The Obama administration is taking steps to name the first national monument dedicated to the struggle for lesbian, gay, bisexual and transgender rights.
A likely location is in New York City, where the Stonewall riots sparked the modern gay-rights movement almost a half-century ago.
"It sounded like screaming and real cries of agony and desperation finally being released," recalls Martin Boyce, 68, who participated in the riots in the early hours of June 28, 1969.
On that hot and humid night in New York's West Village neighborhood, Boyce walked over to a gay bar called the Stonewall Inn after he heard that a police raid was underway. He says he expected to see a routine scene.
"What we used to normally do at the time was look at the raid, see people coming out, who got arrested, and be glad it wasn't you," he says.
New York's LGBT community had already endured years of police raids on gay bars and beatings on the street. There were regular arrests for homosexual acts or for not wearing at least three pieces of clothing that police considered appropriate for a person's sex.
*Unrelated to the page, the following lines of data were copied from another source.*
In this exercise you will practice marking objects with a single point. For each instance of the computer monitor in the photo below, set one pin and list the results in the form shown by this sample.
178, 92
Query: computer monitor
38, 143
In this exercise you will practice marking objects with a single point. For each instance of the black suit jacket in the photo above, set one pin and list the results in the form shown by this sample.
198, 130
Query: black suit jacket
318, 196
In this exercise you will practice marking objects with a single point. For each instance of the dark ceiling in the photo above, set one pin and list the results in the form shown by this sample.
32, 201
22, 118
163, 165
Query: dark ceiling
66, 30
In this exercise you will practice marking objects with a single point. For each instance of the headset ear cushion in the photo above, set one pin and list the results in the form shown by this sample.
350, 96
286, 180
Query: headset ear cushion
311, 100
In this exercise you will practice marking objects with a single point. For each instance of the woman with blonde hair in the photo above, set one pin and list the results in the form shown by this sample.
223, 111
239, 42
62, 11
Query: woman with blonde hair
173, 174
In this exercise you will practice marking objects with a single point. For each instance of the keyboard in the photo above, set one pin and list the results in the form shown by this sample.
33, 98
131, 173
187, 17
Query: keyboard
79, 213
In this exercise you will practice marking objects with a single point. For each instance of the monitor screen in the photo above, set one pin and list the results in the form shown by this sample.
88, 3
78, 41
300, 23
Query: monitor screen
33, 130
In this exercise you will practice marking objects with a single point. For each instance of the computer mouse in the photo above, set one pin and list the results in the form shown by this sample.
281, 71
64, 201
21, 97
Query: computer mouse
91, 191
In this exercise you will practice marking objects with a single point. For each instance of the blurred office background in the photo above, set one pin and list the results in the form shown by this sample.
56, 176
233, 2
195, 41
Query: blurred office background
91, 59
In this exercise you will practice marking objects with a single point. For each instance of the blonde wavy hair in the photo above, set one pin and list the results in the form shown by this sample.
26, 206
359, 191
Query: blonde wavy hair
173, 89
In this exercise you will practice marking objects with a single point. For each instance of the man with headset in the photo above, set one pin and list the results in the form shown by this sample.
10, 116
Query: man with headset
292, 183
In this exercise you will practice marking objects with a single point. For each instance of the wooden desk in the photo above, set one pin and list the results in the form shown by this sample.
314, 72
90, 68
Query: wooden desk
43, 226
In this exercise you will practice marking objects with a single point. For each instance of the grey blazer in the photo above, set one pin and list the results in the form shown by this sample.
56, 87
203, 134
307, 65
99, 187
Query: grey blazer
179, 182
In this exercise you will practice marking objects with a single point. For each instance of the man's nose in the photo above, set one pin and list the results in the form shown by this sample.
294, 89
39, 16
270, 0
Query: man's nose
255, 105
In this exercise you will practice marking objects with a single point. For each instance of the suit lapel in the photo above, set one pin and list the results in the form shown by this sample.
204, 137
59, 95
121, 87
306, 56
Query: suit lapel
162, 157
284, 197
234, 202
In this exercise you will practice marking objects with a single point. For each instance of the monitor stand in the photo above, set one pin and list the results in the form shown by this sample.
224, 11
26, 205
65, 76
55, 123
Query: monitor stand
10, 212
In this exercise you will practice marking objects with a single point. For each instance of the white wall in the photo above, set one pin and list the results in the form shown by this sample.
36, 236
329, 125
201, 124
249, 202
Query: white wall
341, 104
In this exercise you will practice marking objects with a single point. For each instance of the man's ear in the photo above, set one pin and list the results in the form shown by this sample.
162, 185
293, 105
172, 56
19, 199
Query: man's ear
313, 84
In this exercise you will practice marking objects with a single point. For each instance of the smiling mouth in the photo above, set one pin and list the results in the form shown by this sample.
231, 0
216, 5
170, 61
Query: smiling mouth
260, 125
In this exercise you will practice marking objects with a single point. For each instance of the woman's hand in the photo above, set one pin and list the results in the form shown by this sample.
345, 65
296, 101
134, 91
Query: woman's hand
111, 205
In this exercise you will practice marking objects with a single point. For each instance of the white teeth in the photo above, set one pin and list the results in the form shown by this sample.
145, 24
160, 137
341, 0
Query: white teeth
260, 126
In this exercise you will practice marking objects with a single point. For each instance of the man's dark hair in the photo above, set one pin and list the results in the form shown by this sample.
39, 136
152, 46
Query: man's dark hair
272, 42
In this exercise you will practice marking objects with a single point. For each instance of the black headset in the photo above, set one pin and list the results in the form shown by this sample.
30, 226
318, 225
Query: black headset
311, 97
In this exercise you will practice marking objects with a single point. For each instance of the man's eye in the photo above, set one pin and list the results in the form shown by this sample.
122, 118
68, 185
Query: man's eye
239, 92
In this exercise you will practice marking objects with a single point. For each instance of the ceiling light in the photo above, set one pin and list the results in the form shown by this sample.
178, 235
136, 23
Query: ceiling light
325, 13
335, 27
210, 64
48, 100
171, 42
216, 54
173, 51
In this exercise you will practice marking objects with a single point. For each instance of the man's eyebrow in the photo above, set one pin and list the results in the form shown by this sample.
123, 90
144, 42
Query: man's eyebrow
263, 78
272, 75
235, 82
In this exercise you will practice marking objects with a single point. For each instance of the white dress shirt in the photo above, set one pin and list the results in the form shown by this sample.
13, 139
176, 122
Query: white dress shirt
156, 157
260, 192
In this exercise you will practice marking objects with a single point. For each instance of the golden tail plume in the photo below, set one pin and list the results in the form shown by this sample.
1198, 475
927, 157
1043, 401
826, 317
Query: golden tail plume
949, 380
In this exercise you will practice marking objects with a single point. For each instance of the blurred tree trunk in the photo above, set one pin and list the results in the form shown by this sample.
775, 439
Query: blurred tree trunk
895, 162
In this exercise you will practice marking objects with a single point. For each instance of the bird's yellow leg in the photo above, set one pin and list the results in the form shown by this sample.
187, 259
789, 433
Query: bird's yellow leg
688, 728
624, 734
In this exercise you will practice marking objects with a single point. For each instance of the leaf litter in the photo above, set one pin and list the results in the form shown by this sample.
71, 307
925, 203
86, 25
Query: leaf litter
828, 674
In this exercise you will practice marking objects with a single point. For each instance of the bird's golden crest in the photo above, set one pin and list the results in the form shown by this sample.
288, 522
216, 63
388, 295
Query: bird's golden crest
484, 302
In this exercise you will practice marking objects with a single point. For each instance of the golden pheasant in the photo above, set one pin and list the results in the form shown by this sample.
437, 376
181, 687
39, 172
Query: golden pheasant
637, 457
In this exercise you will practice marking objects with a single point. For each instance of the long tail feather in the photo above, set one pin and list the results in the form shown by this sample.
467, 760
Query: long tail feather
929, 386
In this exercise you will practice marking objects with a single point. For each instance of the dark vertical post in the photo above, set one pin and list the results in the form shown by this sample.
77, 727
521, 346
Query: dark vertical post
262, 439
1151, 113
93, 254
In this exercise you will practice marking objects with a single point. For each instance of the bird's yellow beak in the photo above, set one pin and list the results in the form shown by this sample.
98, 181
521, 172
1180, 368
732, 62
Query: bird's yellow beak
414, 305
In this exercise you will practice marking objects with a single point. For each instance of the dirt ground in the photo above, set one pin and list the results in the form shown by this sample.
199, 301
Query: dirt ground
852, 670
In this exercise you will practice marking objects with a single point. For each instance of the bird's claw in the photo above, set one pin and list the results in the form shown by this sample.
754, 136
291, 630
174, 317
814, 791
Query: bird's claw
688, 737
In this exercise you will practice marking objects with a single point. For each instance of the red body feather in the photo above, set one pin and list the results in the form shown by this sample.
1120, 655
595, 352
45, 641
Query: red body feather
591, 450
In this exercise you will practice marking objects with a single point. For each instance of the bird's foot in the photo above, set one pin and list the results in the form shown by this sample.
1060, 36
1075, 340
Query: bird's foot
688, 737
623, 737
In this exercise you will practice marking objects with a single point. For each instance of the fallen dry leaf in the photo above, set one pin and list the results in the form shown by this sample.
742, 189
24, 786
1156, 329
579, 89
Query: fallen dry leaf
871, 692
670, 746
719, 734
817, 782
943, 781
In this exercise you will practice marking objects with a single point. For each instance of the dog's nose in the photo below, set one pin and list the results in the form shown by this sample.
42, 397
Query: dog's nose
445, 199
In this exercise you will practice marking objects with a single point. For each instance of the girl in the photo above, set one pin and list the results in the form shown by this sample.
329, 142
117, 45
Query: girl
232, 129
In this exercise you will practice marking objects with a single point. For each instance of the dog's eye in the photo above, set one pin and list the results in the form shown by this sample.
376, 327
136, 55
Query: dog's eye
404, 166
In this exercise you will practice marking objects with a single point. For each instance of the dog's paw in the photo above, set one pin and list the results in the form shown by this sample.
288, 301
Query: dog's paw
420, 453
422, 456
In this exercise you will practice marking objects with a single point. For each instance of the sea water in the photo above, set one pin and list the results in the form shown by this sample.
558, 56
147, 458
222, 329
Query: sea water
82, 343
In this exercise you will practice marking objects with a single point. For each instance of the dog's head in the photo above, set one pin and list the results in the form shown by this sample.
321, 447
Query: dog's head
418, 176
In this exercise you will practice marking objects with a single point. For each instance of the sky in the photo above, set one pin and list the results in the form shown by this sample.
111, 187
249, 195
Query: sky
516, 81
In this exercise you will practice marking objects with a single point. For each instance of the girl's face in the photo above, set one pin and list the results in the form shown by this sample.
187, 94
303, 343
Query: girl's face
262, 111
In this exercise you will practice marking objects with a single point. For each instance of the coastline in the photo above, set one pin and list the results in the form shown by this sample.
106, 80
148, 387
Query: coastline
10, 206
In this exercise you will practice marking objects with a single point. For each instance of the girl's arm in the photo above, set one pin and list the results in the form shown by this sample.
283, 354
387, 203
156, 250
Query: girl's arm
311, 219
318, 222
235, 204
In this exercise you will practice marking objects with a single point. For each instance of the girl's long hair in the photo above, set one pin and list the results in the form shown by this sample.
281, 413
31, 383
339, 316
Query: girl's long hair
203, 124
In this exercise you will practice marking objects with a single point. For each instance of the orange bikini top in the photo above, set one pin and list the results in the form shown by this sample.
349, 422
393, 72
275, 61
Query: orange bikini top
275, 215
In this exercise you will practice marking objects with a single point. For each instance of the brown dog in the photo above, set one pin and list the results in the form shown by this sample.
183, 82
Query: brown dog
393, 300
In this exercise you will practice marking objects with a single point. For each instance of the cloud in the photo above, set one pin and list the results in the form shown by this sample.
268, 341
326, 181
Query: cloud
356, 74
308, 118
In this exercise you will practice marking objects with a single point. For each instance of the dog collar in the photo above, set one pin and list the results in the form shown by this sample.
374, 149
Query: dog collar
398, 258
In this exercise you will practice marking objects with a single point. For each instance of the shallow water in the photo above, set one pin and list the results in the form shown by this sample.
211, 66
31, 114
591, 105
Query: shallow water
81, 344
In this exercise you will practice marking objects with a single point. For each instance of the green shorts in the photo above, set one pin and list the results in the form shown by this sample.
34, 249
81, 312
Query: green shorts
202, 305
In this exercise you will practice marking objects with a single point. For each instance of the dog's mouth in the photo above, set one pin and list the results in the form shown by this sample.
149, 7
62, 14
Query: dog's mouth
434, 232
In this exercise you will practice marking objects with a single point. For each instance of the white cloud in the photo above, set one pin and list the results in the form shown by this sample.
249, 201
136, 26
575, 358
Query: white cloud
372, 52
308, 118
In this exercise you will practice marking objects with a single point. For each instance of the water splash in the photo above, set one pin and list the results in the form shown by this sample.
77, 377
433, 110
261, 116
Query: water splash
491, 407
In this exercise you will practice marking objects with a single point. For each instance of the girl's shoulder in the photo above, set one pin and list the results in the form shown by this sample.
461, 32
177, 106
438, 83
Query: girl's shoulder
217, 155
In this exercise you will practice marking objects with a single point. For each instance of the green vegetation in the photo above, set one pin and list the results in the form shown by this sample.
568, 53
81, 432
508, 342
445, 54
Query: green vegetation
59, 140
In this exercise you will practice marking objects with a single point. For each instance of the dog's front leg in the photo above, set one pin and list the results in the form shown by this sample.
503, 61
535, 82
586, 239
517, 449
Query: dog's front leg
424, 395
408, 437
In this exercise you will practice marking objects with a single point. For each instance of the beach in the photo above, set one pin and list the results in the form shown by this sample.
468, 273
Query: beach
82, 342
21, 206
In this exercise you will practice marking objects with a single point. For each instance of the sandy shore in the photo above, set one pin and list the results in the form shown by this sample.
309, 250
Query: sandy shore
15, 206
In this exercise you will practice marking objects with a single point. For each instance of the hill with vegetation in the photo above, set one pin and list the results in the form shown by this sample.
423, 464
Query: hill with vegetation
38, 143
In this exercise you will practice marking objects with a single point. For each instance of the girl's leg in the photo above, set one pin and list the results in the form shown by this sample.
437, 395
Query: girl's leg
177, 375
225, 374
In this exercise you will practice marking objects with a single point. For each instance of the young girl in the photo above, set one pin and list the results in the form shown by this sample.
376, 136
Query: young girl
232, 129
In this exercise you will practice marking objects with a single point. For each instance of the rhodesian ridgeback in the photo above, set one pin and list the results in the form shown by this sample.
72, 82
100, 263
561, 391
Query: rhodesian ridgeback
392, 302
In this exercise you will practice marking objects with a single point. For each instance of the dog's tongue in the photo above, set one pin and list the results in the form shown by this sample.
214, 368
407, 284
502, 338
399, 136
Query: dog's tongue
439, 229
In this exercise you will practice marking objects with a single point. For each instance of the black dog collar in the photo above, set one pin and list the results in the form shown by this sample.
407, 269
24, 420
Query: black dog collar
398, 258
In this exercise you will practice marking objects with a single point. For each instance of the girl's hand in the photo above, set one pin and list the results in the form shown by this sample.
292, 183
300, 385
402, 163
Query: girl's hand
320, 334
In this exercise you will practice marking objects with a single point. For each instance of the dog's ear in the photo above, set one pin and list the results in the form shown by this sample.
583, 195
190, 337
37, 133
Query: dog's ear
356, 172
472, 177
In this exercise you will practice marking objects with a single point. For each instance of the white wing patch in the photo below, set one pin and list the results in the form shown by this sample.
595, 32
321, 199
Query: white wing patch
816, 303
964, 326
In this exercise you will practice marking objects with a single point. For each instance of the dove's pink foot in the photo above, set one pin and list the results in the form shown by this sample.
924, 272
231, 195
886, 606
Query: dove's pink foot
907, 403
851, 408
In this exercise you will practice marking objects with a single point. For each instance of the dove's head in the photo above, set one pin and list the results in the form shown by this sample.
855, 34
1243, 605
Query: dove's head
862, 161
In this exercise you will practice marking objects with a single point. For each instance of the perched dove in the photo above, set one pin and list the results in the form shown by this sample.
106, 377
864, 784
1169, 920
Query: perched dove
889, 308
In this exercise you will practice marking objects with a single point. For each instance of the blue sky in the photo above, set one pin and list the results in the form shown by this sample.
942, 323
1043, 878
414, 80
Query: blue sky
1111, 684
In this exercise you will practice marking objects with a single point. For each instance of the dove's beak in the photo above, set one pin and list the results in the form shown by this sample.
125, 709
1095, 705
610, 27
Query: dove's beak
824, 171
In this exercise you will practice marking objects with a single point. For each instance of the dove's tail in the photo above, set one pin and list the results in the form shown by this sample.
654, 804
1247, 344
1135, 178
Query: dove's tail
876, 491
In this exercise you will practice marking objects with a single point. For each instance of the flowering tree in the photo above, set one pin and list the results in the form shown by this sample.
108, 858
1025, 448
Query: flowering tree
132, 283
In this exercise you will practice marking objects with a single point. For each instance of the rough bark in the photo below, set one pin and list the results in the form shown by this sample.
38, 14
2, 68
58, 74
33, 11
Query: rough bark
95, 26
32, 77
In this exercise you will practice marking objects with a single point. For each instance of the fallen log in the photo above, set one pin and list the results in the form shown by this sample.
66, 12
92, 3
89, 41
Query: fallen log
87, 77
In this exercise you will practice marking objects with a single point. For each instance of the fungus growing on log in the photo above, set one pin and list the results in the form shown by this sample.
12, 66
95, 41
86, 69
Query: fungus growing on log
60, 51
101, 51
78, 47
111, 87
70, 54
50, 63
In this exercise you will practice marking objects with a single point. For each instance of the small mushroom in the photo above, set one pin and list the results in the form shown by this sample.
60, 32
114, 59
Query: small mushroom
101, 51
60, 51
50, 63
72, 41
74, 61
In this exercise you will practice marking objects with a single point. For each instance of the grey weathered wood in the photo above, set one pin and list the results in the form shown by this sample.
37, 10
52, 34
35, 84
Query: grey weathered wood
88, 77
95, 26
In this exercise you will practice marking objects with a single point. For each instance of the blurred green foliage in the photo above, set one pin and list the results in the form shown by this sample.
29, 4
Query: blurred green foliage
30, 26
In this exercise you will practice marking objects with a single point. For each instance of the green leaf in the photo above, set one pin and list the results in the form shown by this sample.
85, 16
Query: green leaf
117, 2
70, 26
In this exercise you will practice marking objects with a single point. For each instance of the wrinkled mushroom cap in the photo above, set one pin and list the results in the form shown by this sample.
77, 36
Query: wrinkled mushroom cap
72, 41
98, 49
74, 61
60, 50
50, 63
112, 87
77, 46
"It was so much violence up to that time on the part of the police, so much discrimination," Boyce says. "We bore it all. We didn't think we could have a riot. We didn't think we could change anything. But that night was so different."
Hundreds of bar patrons and onlookers, including Boyce, fought back against the raid with glass bottles, loose cobblestones and burning trash, launching violent protests in New York City that continued on and off for days.
The Stonewall riots were not the first attempt to push for equal treatment of the LGBT community, but it became an important rallying cry that fueled the gay-rights movement and is now commemorated every year during LGBT Pride Month.
"It managed to capture the imagination of a whole new generation. It used the tactics not of people picketing in suits and ties, but people demanding their rights in loud voices as had never happened before," says Lillian Faderman, a scholar of LGBT history.
Housed in two brick buildings, the original Stonewall Inn bar closed months after the riots. The rotation of businesses that took over the space includes a men's clothing store, a bagel shop and the Szechuan Cottage Restaurant.
Before it became a gay bar in 1967, the buildings were once occupied by Bonnie's Stone Wall, a Prohibition-era tearoom that opened in 1930 and later became a restaurant known as Bonnie's Stonewall Inn. According to David Carter's Stonewall: The Riots That Sparked The Gay Revolution, the tearoom's name was likely a reference to Mary Casal's The Stone Wall, a book about lesbian love.
Originally built as horse stables in the 1840s, the buildings are now home to a nail salon and, next door, a new Stonewall Inn bar that's been serving drinks to both tourists and locals since 2007.
"I come here because I want to make sure the Stonewall is never going to go out of business because it's important to our history," says Rick Mark, 28, who says he's been stopping by the bar every few weeks since he moved to New York from Seattle a few months ago.
The buildings have already been named a historic landmark by New York City and the federal government. Now, momentum is growing for a national monument.
A bill in Congress would designate the Stonewall Inn and the area around it as part of the National Park Service. The Rev. Franklin Graham — Billy Graham's son and an evangelical Christian leader — has criticized such a proposal for creating a "monument to sin."
But at a recent public meeting in Manhattan, dozens lined up in a school auditorium blocks away from the Stonewall Inn to voice their support for the proposal in front of Obama administration officials seated on stage.
"The National Park Service is America's storyteller, and we know that there are very, very important parts of our story that have yet to be told," said Sally Jewell, the secretary of the Department of the Interior, who was joined by the director of the National Park Service, Jonathan Jarvis.
Several meeting attendees expressed concerns about how the history of Stonewall has been retold and who is acknowledged to have been part of the riots. Melissa Sklarz, a transgender woman, highlighted the role of transgender activists during the Stonewall riots, which, she said, some have overlooked in past remembrances of the event.
"Those that had seats at the table made sure that their voices were heard and their faces were seen," she said.
Previous attempts at memorializing Stonewall with plaques and statues have been criticized for not explicitly acknowledging transgender people and people of color. For Faderman, author of The Gay Revolution, this is part of a debate that has always tested the unity of the LGBT umbrella.
"There's no doubt that Stonewall is a symbol for the entire LGBT movement," says Faderman, citing photos taken on the first night of the riots that show a crowd that was mixed in terms of race and gender identity.
But she adds that there are many details we may never know for sure, like who exactly was in the crowd and who started the rioting. And that leaves a lot of room for different versions of Stonewall's history.
"There are all sorts of mysteries still shrouded in Stonewall," she says. "I think most of the people who were there are no longer with us. So they can't clear the mysteries up for us."
It's also unclear when a national monument at the site of the Stonewall riots will be officially announced. But even if Congress doesn't act, plans for the monument can still move forward.
New York Gov. Andrew Cuomo signed a state law in April that will allow the city park outside the Stonewall Inn to become federal land. That means President Obama could use his executive authority under the Antiquities Act to declare the land a historic site just in time for Pride Month next month.